HARCÈLEMENT SEXUEL AU TRAVAIL
Ses « farces » lui coûtent son job
ERIC THIBAULT
Le Journal de Québec
Les serveuses de l’hôtel Delta Québec ne se feront plus appeler « les boules » ou « les p’tites fesses » au boulot. Et elle ne se feront plus demander de les montrer...
Le tribunal d’arbitrage vient en effet de maintenir le congédiement d’un employé de cet établissement hôtelier de la capitale, pour avoir multiplié les remarques « vilissantes et dégradantes » à l’endroit de collègues de sexe féminin.

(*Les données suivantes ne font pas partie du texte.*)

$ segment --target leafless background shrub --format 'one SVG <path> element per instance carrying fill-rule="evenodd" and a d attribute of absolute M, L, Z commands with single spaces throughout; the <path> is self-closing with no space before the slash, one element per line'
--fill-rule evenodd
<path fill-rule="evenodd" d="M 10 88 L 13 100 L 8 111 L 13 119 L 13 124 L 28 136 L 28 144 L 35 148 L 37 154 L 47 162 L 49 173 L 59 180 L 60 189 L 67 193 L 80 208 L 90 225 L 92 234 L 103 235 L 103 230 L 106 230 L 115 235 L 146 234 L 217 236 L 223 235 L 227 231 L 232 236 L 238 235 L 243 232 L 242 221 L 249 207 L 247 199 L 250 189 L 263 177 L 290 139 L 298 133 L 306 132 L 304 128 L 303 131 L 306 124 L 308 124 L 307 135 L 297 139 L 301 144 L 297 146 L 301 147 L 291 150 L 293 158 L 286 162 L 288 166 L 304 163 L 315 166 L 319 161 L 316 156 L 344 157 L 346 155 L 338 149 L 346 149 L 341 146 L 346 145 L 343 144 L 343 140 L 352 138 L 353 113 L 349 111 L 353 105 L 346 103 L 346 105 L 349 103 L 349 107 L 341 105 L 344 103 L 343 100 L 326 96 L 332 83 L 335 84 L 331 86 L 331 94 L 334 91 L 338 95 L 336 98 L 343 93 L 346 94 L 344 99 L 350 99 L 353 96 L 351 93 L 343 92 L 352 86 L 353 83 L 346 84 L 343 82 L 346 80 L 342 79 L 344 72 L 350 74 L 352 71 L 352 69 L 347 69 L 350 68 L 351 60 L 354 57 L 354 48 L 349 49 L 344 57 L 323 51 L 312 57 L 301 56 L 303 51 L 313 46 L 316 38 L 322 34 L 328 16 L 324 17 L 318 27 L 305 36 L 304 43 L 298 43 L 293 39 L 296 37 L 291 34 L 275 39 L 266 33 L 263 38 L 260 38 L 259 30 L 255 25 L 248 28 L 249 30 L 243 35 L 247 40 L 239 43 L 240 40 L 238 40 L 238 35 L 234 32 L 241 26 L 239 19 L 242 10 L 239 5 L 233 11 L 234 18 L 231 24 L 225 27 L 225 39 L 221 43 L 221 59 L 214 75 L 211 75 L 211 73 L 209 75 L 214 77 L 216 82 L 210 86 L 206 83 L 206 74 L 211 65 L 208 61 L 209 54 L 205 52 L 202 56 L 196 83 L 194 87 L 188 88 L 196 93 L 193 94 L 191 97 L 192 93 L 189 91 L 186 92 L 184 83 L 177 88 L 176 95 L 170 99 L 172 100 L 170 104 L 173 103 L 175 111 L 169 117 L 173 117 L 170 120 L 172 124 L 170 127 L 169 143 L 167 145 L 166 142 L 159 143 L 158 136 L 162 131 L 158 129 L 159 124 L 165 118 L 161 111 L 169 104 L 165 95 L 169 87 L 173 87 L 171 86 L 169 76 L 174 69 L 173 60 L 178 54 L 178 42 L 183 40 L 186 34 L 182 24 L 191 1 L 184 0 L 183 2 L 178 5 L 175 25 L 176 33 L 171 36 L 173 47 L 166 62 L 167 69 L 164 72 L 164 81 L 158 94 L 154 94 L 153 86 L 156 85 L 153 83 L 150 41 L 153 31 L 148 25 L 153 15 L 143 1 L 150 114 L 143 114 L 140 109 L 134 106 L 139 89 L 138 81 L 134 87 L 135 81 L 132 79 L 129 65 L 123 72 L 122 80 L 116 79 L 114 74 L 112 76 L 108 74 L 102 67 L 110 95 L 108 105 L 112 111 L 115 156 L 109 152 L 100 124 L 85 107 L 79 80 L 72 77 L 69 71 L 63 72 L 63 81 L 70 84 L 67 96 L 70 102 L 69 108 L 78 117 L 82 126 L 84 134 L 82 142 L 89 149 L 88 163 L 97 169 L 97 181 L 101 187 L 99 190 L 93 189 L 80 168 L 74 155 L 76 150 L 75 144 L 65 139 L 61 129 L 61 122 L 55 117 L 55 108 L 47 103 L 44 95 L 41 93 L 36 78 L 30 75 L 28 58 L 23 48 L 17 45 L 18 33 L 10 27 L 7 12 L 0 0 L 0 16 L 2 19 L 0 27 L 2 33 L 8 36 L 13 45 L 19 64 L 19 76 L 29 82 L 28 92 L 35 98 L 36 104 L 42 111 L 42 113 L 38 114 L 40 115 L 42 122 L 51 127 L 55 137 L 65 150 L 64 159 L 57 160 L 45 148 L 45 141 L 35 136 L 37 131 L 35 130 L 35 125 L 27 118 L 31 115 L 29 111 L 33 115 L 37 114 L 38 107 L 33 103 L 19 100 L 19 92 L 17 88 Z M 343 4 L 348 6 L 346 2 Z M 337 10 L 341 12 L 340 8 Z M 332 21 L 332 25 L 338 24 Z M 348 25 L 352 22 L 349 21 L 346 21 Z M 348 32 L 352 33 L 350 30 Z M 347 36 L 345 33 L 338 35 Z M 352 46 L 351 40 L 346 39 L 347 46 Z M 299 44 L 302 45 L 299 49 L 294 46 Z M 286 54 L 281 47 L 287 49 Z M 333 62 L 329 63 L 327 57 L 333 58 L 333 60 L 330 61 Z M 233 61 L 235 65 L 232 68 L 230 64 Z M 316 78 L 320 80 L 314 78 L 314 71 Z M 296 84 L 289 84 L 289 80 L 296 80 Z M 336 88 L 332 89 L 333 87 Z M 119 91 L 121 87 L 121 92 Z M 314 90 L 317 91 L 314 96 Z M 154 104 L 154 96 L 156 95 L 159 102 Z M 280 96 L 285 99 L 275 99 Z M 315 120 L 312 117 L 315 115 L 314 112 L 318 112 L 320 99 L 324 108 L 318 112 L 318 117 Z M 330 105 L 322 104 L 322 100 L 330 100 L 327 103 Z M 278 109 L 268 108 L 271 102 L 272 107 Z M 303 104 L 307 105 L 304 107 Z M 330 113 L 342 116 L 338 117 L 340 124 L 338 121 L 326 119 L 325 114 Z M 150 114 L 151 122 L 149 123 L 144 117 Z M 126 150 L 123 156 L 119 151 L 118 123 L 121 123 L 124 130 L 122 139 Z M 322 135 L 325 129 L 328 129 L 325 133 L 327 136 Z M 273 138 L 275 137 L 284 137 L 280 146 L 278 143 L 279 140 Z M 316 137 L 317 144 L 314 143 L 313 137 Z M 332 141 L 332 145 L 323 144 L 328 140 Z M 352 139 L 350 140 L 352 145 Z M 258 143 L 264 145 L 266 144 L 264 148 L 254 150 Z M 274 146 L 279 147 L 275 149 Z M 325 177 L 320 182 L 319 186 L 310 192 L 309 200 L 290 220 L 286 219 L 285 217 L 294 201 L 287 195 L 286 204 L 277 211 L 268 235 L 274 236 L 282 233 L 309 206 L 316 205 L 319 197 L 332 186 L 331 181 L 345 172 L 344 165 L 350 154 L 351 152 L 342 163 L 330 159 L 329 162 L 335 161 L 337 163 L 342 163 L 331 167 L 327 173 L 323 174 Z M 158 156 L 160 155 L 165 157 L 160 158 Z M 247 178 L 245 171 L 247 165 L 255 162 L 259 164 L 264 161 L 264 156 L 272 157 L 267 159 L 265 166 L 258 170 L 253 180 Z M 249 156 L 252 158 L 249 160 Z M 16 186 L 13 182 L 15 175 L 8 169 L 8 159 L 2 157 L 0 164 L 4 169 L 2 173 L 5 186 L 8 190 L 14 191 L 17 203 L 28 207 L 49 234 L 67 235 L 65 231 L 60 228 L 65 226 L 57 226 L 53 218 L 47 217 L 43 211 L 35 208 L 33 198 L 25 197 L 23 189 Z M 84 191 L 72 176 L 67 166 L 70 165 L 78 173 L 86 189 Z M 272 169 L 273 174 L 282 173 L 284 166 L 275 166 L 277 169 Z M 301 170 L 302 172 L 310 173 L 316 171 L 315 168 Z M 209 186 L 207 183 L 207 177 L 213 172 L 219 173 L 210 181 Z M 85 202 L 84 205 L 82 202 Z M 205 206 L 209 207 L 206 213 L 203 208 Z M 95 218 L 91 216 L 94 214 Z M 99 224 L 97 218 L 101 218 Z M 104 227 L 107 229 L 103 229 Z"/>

Claude C., qui y travaillait comme serveur depuis plus de 20 ans quand on l’a licencié, au printemps 2009, à la suite d’une enquête inter ne, a eu beau plaider que ses visites chez le psy et la lecture de la Bible lui ont « permis de réaliser qu’il a fait des erreurs qu’il devait regretter » , il n’aura pas la « seconde chance » qu’il souhaitait.
« Faire des farces »
Quatre employées de la salle à manger et du service des banquets ont témoigné de ses « erreurs » — que l’ex-serveur a admises en expliquant que c’était pour « faire des farces » ou « en voulant signifier à la personne concernée qu’elle était bien conservée pour l’âge qu’elle avait » . Elles l’ont dépeint comme un « pervers, contrôlant, colérique et impulsif » , d’après la décision récemment rendue par l’arbitre de grief Jean-Guy Ménard.
« Montre-moi ton ‘ kit’... »
Elles lui ont attribué des propos à connotation sexuelle répétés ( « Avales-tu? » , « À soir, tu vas coucher avec moi » ou « Montre-le-moi ton ‘ kit à 10 000 $ » , à l’endroit d’une serveuse qui avait eu une chirurgie esthétique de la poitrine) et une « conduite vexatoire » ( claque sur une fesse « devant tout le monde » , « léchage » dans le cou). Certaines en avaient peur.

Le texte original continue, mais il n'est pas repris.